Equivariant representations for molecular Hamiltonians and N-center atomic-scale properties

TL;DR

This paper introduces N-centers equivariant descriptors for molecular Hamiltonians, enabling machine learning models to efficiently predict quantum properties involving multi-atom interactions with symmetry considerations.

Contribution

It generalizes atom-centered density features to N-centers, allowing for symmetry-aware learning of multi-atom quantum properties like Hamiltonian matrix elements.

Findings

N-centers features are fully equivariant under translation, rotation, and permutation.

The approach efficiently learns matrix elements of the single-particle Hamiltonian.

Applicable to a new class of molecular and material properties.

Abstract

Symmetry considerations are at the core of the major frameworks used to provide an effective mathematical representation of atomic configurations that is then used in machine-learning models to predict the properties associated with each structure. In most cases, the models rely on a description of atom-centered environments, and are suitable to learn atomic properties, or global observables that can be decomposed into atomic contributions.

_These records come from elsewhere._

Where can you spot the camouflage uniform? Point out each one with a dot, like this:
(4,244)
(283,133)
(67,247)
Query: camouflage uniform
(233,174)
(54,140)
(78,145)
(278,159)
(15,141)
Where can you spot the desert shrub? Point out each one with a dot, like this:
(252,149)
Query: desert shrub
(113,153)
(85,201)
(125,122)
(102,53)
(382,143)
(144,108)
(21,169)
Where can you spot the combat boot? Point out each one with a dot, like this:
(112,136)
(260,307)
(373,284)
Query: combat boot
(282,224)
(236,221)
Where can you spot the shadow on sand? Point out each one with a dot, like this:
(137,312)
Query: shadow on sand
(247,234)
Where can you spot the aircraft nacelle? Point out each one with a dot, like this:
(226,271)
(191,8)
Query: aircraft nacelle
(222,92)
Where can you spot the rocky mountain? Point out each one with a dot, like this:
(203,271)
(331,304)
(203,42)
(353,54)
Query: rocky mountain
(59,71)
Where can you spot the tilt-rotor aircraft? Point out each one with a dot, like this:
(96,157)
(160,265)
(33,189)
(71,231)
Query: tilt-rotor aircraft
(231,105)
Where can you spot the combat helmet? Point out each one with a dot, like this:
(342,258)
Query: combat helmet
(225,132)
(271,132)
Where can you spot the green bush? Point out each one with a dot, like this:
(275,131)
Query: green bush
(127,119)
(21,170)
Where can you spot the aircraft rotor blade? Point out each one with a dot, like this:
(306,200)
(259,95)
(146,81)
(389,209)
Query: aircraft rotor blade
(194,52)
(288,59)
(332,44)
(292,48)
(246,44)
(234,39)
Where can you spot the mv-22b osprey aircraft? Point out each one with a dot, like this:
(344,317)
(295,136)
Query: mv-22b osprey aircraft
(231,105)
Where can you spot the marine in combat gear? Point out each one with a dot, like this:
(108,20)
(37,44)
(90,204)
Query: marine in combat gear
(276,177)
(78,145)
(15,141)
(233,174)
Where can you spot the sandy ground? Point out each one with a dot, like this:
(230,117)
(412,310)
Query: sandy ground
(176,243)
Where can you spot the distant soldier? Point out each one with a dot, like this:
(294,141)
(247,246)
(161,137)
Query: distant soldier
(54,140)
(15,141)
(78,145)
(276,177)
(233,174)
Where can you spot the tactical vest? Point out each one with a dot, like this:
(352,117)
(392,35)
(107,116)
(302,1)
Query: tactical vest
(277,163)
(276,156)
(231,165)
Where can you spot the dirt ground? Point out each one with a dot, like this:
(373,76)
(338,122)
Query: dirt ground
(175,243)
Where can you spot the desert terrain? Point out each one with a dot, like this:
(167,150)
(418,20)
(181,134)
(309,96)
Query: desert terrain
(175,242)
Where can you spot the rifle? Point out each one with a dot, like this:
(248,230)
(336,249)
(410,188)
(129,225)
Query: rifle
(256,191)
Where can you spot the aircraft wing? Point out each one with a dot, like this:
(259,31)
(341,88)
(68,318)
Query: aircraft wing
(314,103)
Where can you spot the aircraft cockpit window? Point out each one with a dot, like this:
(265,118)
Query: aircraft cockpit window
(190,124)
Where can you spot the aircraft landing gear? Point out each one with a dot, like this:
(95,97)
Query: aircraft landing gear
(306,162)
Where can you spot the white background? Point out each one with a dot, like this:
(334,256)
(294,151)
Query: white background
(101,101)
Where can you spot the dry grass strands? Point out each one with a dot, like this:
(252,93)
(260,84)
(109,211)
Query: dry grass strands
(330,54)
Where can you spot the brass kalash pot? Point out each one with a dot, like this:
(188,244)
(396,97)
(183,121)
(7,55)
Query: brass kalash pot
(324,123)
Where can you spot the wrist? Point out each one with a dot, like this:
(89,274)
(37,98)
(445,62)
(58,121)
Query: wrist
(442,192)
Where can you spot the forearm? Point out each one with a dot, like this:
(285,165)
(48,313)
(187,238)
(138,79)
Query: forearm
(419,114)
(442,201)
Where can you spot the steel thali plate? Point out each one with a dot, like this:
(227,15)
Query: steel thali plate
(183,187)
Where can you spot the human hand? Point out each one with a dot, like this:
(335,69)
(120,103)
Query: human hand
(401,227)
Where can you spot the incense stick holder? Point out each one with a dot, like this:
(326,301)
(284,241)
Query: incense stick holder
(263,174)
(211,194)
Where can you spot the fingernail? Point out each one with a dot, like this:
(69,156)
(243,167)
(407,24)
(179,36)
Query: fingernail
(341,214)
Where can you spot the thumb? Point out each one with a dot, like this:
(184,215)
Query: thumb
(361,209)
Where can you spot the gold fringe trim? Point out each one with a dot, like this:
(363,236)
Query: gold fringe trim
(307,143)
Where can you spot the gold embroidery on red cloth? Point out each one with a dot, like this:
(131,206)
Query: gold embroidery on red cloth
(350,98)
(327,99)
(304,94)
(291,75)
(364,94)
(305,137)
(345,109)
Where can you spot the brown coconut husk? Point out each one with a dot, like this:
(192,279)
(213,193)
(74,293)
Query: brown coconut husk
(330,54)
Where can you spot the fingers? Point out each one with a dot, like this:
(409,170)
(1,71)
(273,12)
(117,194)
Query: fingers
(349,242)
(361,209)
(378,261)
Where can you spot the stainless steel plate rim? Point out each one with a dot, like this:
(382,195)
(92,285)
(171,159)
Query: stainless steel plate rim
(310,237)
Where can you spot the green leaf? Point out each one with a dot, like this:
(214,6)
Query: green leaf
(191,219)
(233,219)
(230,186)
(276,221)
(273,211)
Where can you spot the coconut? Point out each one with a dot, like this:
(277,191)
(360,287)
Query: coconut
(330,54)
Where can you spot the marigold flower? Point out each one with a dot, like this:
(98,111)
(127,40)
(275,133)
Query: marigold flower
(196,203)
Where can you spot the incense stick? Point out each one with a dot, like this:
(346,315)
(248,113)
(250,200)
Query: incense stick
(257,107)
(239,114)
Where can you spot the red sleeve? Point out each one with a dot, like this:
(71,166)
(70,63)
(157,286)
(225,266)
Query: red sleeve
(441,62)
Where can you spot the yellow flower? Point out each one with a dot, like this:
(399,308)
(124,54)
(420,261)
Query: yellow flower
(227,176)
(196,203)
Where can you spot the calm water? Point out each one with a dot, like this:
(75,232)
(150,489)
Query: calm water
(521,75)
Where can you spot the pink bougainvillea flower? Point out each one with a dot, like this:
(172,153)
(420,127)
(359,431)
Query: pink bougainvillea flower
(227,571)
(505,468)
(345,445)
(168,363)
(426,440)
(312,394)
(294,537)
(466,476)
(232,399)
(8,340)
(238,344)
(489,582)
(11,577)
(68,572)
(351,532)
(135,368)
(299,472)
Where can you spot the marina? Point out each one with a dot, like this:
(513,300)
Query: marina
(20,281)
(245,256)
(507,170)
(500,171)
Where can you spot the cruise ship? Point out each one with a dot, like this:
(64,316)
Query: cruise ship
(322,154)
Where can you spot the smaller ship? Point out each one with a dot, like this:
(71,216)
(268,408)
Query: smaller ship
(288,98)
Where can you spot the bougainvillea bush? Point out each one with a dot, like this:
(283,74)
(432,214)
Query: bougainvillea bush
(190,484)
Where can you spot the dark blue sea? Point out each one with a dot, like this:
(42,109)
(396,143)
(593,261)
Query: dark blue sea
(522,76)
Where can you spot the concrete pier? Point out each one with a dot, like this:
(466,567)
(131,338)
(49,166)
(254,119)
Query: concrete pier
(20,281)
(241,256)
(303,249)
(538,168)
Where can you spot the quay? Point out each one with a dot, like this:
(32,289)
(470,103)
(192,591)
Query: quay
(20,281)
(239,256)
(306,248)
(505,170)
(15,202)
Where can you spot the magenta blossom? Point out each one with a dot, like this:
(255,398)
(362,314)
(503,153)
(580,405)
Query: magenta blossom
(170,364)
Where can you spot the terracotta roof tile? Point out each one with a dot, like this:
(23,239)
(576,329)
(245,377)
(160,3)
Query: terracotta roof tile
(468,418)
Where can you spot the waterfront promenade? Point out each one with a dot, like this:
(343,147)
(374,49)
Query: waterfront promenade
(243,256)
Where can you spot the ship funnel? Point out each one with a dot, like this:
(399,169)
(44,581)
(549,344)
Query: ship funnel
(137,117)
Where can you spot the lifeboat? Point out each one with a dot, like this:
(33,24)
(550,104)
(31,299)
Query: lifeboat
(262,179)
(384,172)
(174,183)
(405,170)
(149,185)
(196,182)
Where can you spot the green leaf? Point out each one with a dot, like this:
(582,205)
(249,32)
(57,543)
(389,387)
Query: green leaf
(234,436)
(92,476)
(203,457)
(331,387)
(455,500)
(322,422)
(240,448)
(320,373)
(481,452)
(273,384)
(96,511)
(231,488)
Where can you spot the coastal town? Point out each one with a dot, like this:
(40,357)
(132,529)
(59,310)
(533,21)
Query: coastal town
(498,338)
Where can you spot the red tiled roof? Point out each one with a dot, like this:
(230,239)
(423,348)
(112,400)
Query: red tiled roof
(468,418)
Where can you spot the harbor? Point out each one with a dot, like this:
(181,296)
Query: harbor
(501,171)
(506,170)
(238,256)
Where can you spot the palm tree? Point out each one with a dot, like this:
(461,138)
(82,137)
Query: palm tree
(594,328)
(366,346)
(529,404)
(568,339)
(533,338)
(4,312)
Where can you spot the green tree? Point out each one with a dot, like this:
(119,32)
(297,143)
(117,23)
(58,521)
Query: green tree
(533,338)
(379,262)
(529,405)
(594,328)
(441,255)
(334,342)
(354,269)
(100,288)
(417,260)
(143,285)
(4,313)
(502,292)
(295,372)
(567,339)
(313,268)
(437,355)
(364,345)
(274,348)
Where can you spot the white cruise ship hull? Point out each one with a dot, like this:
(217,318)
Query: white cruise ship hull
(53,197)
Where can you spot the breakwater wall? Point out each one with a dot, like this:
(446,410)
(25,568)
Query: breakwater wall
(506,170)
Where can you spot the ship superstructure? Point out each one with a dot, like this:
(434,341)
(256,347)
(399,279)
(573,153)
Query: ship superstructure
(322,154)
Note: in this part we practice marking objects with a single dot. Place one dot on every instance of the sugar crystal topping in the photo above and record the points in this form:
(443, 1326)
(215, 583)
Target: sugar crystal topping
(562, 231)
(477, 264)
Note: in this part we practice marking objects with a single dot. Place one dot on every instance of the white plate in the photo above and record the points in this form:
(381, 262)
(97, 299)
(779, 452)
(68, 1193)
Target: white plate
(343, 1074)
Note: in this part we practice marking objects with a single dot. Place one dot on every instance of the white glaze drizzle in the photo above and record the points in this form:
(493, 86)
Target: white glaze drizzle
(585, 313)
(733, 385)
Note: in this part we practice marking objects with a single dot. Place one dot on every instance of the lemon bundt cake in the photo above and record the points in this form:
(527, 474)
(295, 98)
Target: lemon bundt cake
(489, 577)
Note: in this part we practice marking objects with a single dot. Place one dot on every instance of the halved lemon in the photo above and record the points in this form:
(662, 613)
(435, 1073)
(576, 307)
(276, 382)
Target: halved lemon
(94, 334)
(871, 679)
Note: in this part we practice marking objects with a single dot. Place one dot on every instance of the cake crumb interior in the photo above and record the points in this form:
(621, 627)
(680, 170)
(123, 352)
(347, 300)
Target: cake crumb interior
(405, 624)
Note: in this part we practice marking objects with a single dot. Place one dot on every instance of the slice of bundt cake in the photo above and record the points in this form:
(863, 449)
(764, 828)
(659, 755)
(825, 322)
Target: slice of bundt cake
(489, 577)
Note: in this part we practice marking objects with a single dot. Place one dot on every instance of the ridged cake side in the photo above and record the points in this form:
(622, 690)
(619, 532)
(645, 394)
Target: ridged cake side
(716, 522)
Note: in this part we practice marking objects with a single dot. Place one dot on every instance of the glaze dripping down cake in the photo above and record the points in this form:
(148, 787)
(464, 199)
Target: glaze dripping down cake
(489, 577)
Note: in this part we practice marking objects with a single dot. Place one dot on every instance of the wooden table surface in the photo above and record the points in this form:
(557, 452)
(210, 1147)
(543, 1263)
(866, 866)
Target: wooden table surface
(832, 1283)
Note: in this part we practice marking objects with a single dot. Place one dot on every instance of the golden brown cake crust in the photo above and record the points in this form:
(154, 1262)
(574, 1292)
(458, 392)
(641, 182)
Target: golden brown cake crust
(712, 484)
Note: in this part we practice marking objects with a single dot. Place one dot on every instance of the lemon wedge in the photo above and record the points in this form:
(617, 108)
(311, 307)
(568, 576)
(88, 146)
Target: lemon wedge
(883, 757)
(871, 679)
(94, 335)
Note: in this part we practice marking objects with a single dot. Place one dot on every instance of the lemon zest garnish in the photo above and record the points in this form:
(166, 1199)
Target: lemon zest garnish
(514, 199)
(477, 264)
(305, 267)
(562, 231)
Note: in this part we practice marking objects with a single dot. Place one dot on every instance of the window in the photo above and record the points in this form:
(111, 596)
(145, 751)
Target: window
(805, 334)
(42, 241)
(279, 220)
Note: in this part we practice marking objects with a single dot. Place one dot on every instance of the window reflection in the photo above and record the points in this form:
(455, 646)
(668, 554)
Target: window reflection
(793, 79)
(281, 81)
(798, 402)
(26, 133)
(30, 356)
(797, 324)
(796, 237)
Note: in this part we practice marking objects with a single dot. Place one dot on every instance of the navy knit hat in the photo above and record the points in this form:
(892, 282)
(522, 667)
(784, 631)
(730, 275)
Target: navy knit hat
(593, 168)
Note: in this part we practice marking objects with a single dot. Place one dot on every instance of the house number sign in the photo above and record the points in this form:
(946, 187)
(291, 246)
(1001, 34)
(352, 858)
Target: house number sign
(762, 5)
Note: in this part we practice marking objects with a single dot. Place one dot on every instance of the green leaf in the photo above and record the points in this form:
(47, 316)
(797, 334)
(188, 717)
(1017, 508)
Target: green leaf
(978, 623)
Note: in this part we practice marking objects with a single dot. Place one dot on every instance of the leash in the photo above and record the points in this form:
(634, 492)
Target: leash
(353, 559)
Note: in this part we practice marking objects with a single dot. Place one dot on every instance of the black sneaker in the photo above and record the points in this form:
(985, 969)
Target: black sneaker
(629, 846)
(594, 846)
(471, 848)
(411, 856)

Many quantities that are relevant for quantum mechanical calculations, however -- most notably the single-particle Hamiltonian matrix when written in an atomic-orbital basis -- are not associated with a single center, but with two (or more) atoms in the structure. We discuss a family of structural descriptors that generalize the very successful atom-centered density correlation features to the N-centers case, and show in particular how this construction can be applied to efficiently learn the matrix elements of the (effective) single-particle Hamiltonian written in an atom-centered orbital basis. These N-centers features are fully equivariant -- not only in terms of translations and rotations, but also in terms of permutations of the indices associated with the atoms -- and are suitable to construct symmetry-adapted machine-learning models of new classes of properties of molecules and materials.